1. We are here at Build Stuff in Vilnius in 2014. I am sitting here with Yan. Yan, who are you?
I am Yan Cui. It is spelled with CUI, but it is Chinese so you pronounce it [tᶴuei]. I work for a company called Gamesys. We are based in central London, right next to Picadilly Circus and so it is a really nice location. We are a games company – Gamesys itself is a market leader in the real money gaming business, but my team focuses on a different audience: we make social games for Facebook and mobile. I work as a server side developer there for almost five years now and I am responsible for building the back end game service infrastructure for a number of our social games up to now. Depending on the game, there have been different challenges and we have had to architecture our infrastructure differently depending on the requirement of a particular game and along the way we have had to evaluate and adopt and use a number of different technologies both from a language perspective as well as from an infrastructure and database perspective as well.
2. Let’s start off with languages, maybe. That is always fun. What languages do you use?

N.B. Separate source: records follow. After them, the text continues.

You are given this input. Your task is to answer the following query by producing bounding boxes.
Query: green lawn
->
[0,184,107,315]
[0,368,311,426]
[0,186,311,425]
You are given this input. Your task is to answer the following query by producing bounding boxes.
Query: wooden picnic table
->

On a server side for our social games, we have an application and components being developed in different languages, including C#, F#, Erlang and a bunch of guys are working on Python as well. Everything we do is cloud hosted. Most of the game server, the core game’s logic are hosted in the Amazon web services, developed in .NET. Then we have a bunch of cross application back office components for payments, processing and retention campaigns – those are being done in Python and hosted in Google App Engine. We started out with pretty much all C#, but I became interested in F# starting in 2010 and I have been spending a lot of time with F# in my spare time and then we came to a point where we were building a social slot game and we needed to build our social slot engine, which is ultimately a rule engine and I thought that seemed like a good fit for the functional paradigm and I said “Let’s try it in F#”. So, from there I built some prototype, demoed it to my boss and I illustrated how we can have similar capabilities to an existing engine that has been produced by the Java teams on the real money side of the business, but with a lot more productivity. I was able to build a simple game inside of a 2-4 hour sprint on my own whereas it takes sometimes up to 3-5 days for a new game to be developed by some of our Java developers, partially because they have some legacy concerns, but also partially because the problem that we are trying to obviously solve is a better match, better solved with functional languages like F#.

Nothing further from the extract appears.